I am finding my logos is a little bit slow. Most programs run lightning fast on my computer but logos will take Luke 10 seconds to pull anything up at least. Just not as smooth as I'm used to. Any suggestions to speed up??

I've got 8 GB of ram, the program is installed on my SSD, and I've got a 3.5 ghz quad core processor. Any little settings within logos (maybe having less unnecessary things searched), or any other things I can do?


----------



## Ask Mr. Religion

Runs relatively spiffy on my Lenovo Yoga 2 laptop, so I am surprised you are having issues on that 3GHz flamethrower of yours. Was Logos indexing content? You might sign up and post a question here:
https://community.logos.com/forums/


----------



## psycheives

Congrats on your purchase, Zach!  Very exciting. Odd it would run slow on that computer. I've had it on like probably 5 different computers and it never ran slow, even on the oldest which was much slower laptop (little ram and no quad core) than yours. When you first download it, it will tell you that it needs to load all the books into your library and will be "indexing" for 4+ hours. While it is doing this, you will see a Logos icon on the bottom taskbar next to your date/time. Once it finishes this long start-up process, it should be smooth sailing. I set mine to download overnight and all was good the next morning.


----------



## Reformed Roman

Maybe my expectations are different. Typically when I search something on most programs it instantly comes up. Logos might take 5 to 10 seconds, and have the circular thing on the mouse while loading. Compared to other general programs it seems a little slow. But not so slow that it's a pain to work with or anything. I just think there are probably ways to make it smoother. I believe my indexing was over. I'll give it another go tonight


----------



## DMcFadden

Logos is perfect for high end research, particularly if you have a large library of unlocks. But, as you add resources, it gets unwieldy and sloooooow. My machine is an i5 (decent speed), but it runs like molasses when you have nearly 8,000 unlocks. For sermon prep, I tend to use my Wordsearch program because the screen layout seems more intuitive and the switching between resources is pretty swift for sermon prep purposes. You should do the Camp Logos or follow the tutorials on the Net. I might still profit from a Camp Logos to maximize my use of L6. But, at my modest level of expertise, it frustrates me as much as it helps.


----------



## Ask Mr. Religion

Number of open panes may help. With Logos I have a two window pane setup. Bible on left, everything else on the right, similarly so for Wordsearch and Swordsearcher. I generally start with the latter program for quick reviews and searches as it is very, very fast, albeit restricted to TR and MT manuscript tradition translations. Swordsearcher's search capabilities exceed all other tools I have found, especially given the large number of user created add-ins for searching. Hence, I often use SS for searches and then revert to the other programs for deeper dives.

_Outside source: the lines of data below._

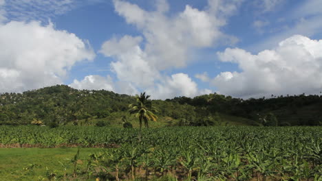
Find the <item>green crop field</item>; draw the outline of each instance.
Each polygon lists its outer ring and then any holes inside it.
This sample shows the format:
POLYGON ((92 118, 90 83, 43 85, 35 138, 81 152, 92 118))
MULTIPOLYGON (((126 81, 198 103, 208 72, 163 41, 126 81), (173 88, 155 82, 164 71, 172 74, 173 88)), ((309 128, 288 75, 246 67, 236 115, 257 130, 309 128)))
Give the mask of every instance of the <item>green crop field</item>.
POLYGON ((0 126, 1 180, 321 179, 322 127, 143 129, 140 141, 138 132, 0 126))

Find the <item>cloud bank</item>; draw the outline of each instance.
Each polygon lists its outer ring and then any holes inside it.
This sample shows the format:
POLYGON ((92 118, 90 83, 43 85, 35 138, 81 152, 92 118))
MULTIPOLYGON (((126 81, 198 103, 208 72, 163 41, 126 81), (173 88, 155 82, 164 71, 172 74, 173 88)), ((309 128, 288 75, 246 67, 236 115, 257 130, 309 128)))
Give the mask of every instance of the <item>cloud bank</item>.
POLYGON ((0 24, 0 92, 21 92, 62 84, 77 62, 95 57, 89 45, 52 24, 0 24))
POLYGON ((240 72, 222 72, 211 84, 220 93, 242 97, 316 94, 322 90, 322 40, 295 35, 271 50, 253 55, 241 49, 218 52, 240 72))

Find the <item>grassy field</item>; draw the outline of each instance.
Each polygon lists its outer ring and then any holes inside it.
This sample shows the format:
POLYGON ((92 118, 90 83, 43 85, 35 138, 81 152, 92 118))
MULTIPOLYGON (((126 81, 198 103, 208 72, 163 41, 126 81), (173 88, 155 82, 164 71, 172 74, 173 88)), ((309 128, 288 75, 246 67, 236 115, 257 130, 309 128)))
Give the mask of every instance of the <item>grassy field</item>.
MULTIPOLYGON (((82 148, 80 160, 101 149, 82 148)), ((1 148, 0 180, 48 180, 50 173, 64 174, 62 164, 67 173, 72 173, 70 160, 76 152, 77 148, 1 148)), ((82 162, 78 166, 80 169, 85 167, 82 162)))
POLYGON ((21 147, 0 149, 0 180, 321 179, 322 127, 169 127, 139 132, 0 126, 1 147, 21 147), (78 148, 67 147, 76 146, 83 147, 79 156, 78 148))

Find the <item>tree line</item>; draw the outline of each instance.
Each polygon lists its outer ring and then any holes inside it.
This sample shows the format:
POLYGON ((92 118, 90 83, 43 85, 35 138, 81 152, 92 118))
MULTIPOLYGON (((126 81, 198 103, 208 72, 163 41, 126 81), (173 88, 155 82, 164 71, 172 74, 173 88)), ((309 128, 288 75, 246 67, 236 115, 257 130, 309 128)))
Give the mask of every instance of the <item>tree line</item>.
MULTIPOLYGON (((322 122, 321 95, 242 99, 213 93, 148 102, 158 110, 154 113, 162 121, 176 121, 175 124, 169 125, 225 125, 222 117, 226 115, 249 120, 247 123, 253 125, 317 125, 322 122)), ((3 93, 0 95, 0 125, 27 125, 36 121, 46 125, 77 124, 89 119, 112 121, 129 117, 129 105, 136 104, 134 96, 105 90, 80 90, 65 85, 23 93, 3 93)))

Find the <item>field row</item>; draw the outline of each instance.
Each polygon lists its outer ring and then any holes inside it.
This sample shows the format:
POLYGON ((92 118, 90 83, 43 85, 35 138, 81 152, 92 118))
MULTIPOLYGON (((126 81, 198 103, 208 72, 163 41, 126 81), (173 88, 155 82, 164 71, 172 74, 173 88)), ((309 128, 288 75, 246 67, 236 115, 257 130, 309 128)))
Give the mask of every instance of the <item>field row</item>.
MULTIPOLYGON (((83 159, 56 178, 101 180, 319 180, 321 127, 209 127, 138 130, 97 127, 0 127, 0 142, 109 148, 83 159), (80 169, 79 163, 86 165, 80 169)), ((80 152, 81 152, 80 149, 80 152)))

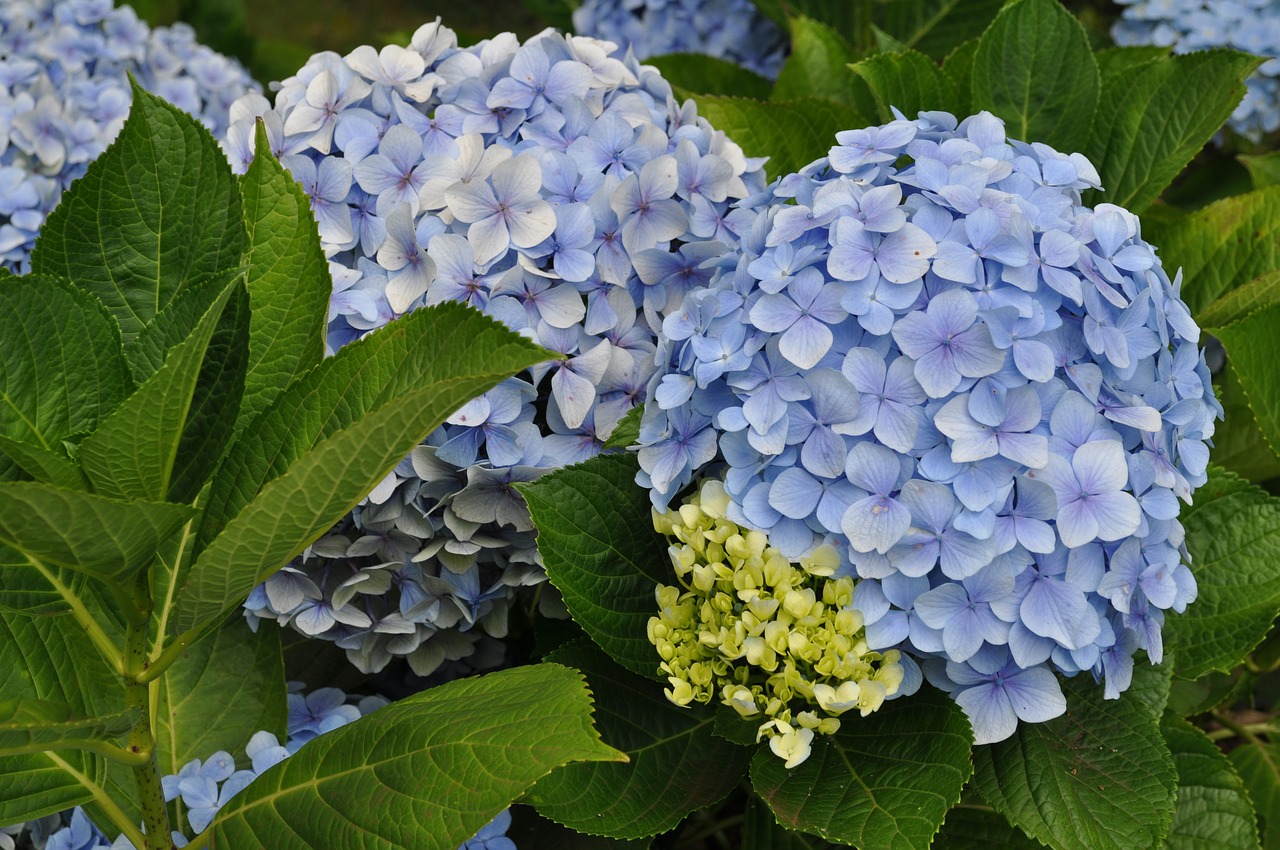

Have come to rely upon Wordsearch's _Zipscript utility _for quick verse lookups and pasting without having to open the program, too.

Logos makes all content available via www.biblia.com, but with limited tool searches. Wordsearch is also available via https://www.mywsb.com/. So one can read content without launching the two programs on any browser.

Add Logos' blog to your newsfeeder and you can gain much insight into tips and tricks.


----------



## Pilgrim

DMcFadden said:


> Logos is perfect for high end research, particularly if you have a large library of unlocks. But, as you add resources, it gets unwieldy and sloooooow. My machine is an i5 (decent speed), but it runs like molasses when you have nearly 8,000 unlocks. For sermon prep, I tend to use my Wordsearch program because the screen layout seems more intuitive and the switching between resources is pretty swift for sermon prep purposes. You should do the Camp Logos or follow the tutorials on the Net. I might still profit from a Camp Logos to maximize my use of L6. But, at my modest level of expertise, it frustrates me as much as it helps.



That slowness has definitely been a consideration for me, and I don't even have one of their packages. Most of my books are from old Libronix packages. I don't want to have to upgrade computers twice as often in the future so that I can run this resource hungry program without having to wait 15 minutes for it to update and stop freezing up. 

Hopefully they will improve their Biblia cloud site which is currently in beta. The last time I checked the only option for Bible text was red letter which is amazing to me. Just about any other free site gives you the option to switch it to black. I think there are some other issues too but I can't remember what they are. But logging on to that site or using the mobile app are good options if you're wanting to access something quickly.


----------